Nebulosa rudicula

Scientific classification
- Kingdom: Animalia
- Phylum: Arthropoda
- Clade: Pancrustacea
- Class: Insecta
- Order: Lepidoptera
- Superfamily: Noctuoidea
- Family: Notodontidae
- Genus: Nebulosa
- Species: N. rudicula
- Binomial name: Nebulosa rudicula Miller, 2008

= Nebulosa rudicula =

- Authority: Miller, 2008

Species of moth

Nebulosa rudicula is a moth of the family Notodontidae first described by James S. Miller in 2008. The length of the forewings is 17.5–18 mm for males. It is endemic to the Pacific versant of the Cordillera de Talamanca in Costa Rica, where it is known from elevations of 2500–2650 m.

== Taxonomy ==
Nebulosa rudicula was formally described by the American entomologist James S. Miller in 2008 based on a male collected from San José Province in Costa Rica. Its specific epithet is derived from the Latin word for a spatula, alluding to the unique spoon-shaped valva the species possesses.

== Description ==
The length of the forewings is 17.5–18 mm for males. The forewings are fuscous with an ovoid whitish fascia past the distal cell and a concolorous, slightly more unicolor underside. The hindwings are nearly transparent.

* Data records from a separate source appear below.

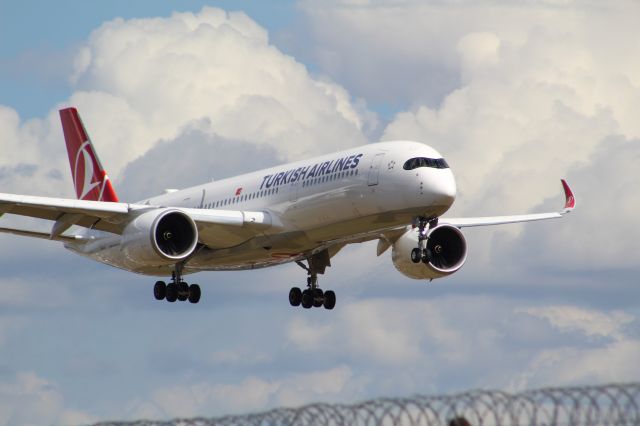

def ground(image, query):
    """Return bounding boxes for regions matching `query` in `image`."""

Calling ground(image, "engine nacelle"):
[391,224,467,279]
[120,209,198,266]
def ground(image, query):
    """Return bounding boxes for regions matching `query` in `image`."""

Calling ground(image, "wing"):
[440,179,576,228]
[0,193,274,247]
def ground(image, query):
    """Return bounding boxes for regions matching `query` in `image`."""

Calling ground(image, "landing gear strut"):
[153,263,201,303]
[289,250,336,310]
[411,217,438,263]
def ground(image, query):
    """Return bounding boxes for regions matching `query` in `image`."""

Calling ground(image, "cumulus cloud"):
[66,8,367,181]
[287,296,640,393]
[0,1,640,424]
[0,372,95,425]
[303,0,640,278]
[125,366,354,418]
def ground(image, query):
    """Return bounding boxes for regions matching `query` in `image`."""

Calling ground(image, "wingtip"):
[560,179,576,212]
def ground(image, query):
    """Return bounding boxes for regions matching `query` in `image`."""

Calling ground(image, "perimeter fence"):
[100,383,640,426]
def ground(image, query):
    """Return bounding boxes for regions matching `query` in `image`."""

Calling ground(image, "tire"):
[411,248,422,263]
[313,288,324,308]
[289,287,302,306]
[178,281,189,302]
[153,281,167,300]
[302,289,313,309]
[324,290,336,310]
[189,284,202,303]
[167,283,178,303]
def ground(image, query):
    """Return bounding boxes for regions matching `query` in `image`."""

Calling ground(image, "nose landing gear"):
[153,264,202,303]
[289,250,336,310]
[411,217,442,263]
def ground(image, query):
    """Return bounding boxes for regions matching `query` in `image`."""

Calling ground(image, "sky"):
[0,0,640,425]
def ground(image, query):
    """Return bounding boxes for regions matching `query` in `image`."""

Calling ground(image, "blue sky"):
[0,0,640,425]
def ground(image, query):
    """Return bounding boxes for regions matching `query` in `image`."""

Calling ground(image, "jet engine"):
[391,224,467,279]
[120,209,198,266]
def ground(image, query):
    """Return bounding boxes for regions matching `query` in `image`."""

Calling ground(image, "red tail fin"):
[60,108,118,202]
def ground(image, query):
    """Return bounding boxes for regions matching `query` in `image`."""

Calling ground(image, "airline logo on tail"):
[60,108,118,202]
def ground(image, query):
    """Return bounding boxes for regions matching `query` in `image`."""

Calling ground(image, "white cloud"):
[0,372,95,425]
[66,8,366,180]
[303,1,640,272]
[522,306,634,340]
[130,366,353,418]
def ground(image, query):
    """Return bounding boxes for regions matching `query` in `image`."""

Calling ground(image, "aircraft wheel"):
[324,290,336,310]
[167,283,178,303]
[153,281,167,300]
[313,288,324,308]
[289,287,302,306]
[189,284,202,303]
[302,289,313,309]
[178,281,189,302]
[411,248,422,263]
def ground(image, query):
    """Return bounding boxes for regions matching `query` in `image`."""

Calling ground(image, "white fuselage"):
[66,141,456,276]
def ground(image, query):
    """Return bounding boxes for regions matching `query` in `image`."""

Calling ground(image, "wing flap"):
[0,227,84,242]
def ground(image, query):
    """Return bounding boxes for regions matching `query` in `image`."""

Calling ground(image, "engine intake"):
[154,211,198,258]
[120,209,198,266]
[391,224,467,279]
[427,225,467,273]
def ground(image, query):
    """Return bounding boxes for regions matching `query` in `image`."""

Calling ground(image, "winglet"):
[560,179,576,213]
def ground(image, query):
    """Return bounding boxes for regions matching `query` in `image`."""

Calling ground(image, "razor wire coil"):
[94,383,640,426]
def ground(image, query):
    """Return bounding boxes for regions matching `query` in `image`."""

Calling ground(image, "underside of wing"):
[0,194,277,248]
[440,179,576,228]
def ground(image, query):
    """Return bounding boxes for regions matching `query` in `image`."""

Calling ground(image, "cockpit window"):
[402,157,449,170]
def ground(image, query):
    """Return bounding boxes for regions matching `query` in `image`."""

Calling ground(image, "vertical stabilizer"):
[60,108,118,202]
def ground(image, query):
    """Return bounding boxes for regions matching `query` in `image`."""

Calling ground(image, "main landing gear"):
[153,265,201,303]
[411,217,442,263]
[289,250,336,310]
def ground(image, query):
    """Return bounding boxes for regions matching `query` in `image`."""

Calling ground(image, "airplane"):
[0,107,576,310]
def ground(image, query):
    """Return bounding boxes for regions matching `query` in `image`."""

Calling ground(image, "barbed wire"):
[96,383,640,426]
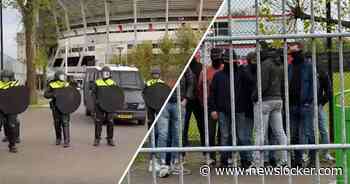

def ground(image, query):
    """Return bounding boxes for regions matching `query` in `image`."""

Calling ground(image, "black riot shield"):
[143,83,171,110]
[97,86,125,112]
[54,86,81,114]
[0,86,29,114]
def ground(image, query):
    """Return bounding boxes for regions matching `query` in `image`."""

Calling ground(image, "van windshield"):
[112,71,143,89]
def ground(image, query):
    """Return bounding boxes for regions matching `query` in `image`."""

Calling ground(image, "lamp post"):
[0,0,4,70]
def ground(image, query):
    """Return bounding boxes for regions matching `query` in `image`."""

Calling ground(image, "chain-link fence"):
[120,0,350,183]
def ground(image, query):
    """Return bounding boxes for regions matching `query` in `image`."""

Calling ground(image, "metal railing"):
[121,0,350,184]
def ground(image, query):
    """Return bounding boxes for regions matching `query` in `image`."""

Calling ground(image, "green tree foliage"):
[158,35,176,76]
[3,0,53,104]
[175,25,203,71]
[130,41,155,79]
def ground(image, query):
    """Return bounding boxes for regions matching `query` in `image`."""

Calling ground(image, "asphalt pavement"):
[0,107,147,184]
[122,153,336,184]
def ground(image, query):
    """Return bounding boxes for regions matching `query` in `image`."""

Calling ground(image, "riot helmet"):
[151,67,161,79]
[0,70,15,82]
[54,70,67,81]
[101,66,112,79]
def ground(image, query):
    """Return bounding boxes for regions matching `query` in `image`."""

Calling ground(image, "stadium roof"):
[55,0,222,27]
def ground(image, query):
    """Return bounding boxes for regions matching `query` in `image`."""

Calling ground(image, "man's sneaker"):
[94,139,100,147]
[170,163,191,175]
[245,162,261,175]
[200,159,216,167]
[158,165,169,178]
[148,160,160,172]
[276,160,288,167]
[9,146,18,153]
[324,153,335,162]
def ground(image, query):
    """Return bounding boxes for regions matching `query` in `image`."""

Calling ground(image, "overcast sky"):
[3,9,22,59]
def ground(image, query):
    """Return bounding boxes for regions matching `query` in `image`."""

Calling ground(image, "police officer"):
[91,66,117,146]
[44,71,70,148]
[0,70,20,153]
[146,67,164,128]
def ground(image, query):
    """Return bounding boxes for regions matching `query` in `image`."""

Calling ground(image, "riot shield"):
[54,86,81,114]
[143,83,171,110]
[97,86,125,112]
[0,86,29,114]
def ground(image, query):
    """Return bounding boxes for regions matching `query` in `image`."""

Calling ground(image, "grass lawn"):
[189,72,350,142]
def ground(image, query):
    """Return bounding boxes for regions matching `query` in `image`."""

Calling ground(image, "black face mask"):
[211,59,222,69]
[224,62,230,74]
[292,51,304,64]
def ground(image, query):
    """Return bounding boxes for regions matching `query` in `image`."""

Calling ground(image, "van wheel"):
[85,109,91,116]
[137,120,146,125]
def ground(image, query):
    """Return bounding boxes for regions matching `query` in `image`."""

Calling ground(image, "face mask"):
[2,77,10,82]
[212,60,221,69]
[58,75,66,81]
[102,72,111,79]
[152,74,160,79]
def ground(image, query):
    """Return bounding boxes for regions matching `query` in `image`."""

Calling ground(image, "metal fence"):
[121,0,350,184]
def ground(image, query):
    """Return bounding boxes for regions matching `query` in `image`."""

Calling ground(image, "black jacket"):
[208,69,241,114]
[317,70,332,106]
[236,64,256,118]
[169,68,195,103]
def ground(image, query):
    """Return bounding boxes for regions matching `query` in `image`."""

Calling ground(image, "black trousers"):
[183,99,218,159]
[0,112,19,147]
[95,105,114,140]
[51,105,70,140]
[147,107,158,129]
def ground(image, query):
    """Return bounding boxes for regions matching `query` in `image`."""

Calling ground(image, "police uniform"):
[146,79,164,128]
[92,68,117,146]
[0,77,20,153]
[44,75,70,147]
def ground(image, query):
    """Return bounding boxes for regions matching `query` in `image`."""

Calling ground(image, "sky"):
[3,8,22,59]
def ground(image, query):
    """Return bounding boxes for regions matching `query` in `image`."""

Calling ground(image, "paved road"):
[0,105,146,184]
[123,153,336,184]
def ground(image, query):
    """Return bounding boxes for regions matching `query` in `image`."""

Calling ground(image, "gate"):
[121,0,350,184]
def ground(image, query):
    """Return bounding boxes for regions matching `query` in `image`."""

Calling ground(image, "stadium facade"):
[50,0,222,80]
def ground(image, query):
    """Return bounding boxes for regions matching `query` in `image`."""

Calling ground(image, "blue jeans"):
[290,104,315,164]
[318,105,330,153]
[156,102,184,164]
[254,100,287,166]
[219,112,253,164]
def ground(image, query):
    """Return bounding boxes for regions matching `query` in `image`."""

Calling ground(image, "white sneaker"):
[324,153,335,161]
[158,165,169,178]
[148,160,160,172]
[201,159,216,166]
[276,160,288,167]
[170,163,191,175]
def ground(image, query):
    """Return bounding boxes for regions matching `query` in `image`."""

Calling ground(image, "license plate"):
[117,114,132,119]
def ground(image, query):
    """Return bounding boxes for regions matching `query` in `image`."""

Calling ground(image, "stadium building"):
[49,0,222,80]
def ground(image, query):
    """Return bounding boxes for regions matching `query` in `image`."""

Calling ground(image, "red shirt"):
[197,64,224,105]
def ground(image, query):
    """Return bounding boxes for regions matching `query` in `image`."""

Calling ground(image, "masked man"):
[0,70,19,153]
[91,66,117,146]
[44,71,70,148]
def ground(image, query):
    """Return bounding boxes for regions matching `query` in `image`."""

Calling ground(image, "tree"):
[175,24,203,71]
[158,34,175,73]
[131,41,155,79]
[260,0,350,30]
[3,0,53,104]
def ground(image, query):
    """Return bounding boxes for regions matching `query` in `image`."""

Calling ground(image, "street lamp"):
[0,0,4,70]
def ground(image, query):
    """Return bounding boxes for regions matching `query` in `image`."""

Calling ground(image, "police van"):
[83,65,146,125]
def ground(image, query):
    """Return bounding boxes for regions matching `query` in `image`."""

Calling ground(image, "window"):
[81,56,95,66]
[68,57,79,66]
[53,58,63,67]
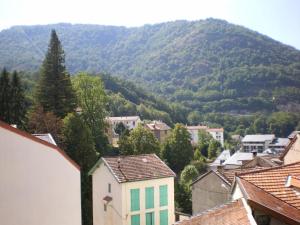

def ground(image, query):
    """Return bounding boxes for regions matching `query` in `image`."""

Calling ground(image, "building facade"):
[0,122,81,225]
[145,121,171,143]
[90,154,175,225]
[186,126,224,147]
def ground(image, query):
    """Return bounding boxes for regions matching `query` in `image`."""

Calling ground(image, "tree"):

==Distribution and habitat==
Nebulosa rudicula is endemic to Costa Rica, where it is found on the Pacific versant of the Cordillera de Talamanca. It has been documented from only from three locations in San José Province, but further surveys are required to confirm the extent of its range. Specimens of the present species are likely to have been misidentified as N. halesius in historical collections. It has been recorded at elevations of 2500–2650 m.